[MySQL] explain MySQL backup strategy in detail

Time:2021-7-12

1 about backup

1.1 why backup

  • disaster recovery In the process of running, the database will eventually encounter a variety of problems: hardware failure, data corruption caused by bugs, database unavailability caused by server downtime or other reasons. In addition, there are human operations:DELETEForget to add conditionsALTER TABLEExecution error tableDROP TABLEEven if you haven’t met these problems, according to Murphy’s law, there will always be times.
  • RollBACK Because a certain bug or system is hacked, causing a lot of losses, this time you need to roll back to a certain state. Common blockchain transactions are hacked and rolled back, and game vulnerabilities are exploited and rolled back as a whole.
  • auditSometimes there is a need to know the data at a certain time point, which may be the year-end audit or the lawsuit.
  • testA basic test requirement is to pull online data to the test environment regularly. If there is a backup, it is very convenient to pull data.
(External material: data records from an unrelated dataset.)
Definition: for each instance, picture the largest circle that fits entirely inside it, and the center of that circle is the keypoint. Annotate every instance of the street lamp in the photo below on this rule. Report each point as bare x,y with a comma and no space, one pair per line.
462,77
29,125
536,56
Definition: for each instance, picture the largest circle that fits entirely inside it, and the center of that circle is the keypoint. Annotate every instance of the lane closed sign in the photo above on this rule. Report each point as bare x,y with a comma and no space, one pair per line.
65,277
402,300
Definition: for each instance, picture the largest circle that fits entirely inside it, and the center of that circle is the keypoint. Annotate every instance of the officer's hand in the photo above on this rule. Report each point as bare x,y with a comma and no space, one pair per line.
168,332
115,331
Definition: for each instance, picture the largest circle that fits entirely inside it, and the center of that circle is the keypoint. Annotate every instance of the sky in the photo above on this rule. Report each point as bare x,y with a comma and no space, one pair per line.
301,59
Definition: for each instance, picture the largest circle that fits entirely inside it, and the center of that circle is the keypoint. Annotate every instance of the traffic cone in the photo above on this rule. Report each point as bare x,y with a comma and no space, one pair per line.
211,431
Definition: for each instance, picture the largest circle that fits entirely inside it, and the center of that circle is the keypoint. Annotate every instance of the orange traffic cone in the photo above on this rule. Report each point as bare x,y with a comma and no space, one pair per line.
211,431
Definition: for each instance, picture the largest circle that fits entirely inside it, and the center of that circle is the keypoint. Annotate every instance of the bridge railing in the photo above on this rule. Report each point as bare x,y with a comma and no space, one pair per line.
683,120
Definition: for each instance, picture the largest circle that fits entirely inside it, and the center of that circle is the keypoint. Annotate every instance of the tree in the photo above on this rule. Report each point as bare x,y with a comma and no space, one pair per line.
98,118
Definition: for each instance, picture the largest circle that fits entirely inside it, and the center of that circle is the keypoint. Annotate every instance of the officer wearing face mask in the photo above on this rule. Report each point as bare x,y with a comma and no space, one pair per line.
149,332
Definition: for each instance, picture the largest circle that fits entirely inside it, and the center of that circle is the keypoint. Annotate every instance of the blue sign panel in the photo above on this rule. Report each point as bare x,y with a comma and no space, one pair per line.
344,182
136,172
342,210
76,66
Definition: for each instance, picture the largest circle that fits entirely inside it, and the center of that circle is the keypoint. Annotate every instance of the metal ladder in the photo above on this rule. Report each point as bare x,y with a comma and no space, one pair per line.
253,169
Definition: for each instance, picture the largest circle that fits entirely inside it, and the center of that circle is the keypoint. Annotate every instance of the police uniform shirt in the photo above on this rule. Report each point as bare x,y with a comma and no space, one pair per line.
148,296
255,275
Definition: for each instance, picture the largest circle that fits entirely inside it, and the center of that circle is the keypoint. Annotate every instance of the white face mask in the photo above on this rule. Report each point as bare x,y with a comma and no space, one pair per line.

1.2 what are the backup methods

1.2.1 logical backup

Logical backup is the most common way, which is often used when the amount of data is relatively small.

Advantages of logical backup:

  • Backup recovery is relatively simple, such asmysqldumpIt’s the backup work of MySQL, and no additional installation is required. It can be used directly during recoverymysqlCommand to recover.
  • Backup and recovery can be done remotely, that is, backup commands can be executed on other machines.
  • The backup data is very intuitive and can be used after backupsed grepAnd other tools for data extraction or modification.
  • It has nothing to do with the storage engine, because the backup file is directly extracted from mysql, so intuitively, the backup data does not distinguish between engines, and can be easily extracted from mysqlMyISAMEngine changed toInnoDBEngine.
  • Avoid the impact of file damage, if you copy the original file directly, you may be affected by a file damage and get a damaged backup. Using logical backup, as long as MySQL can execute the select statement, you can get a reliable logical backup, which is very useful when the file is damaged.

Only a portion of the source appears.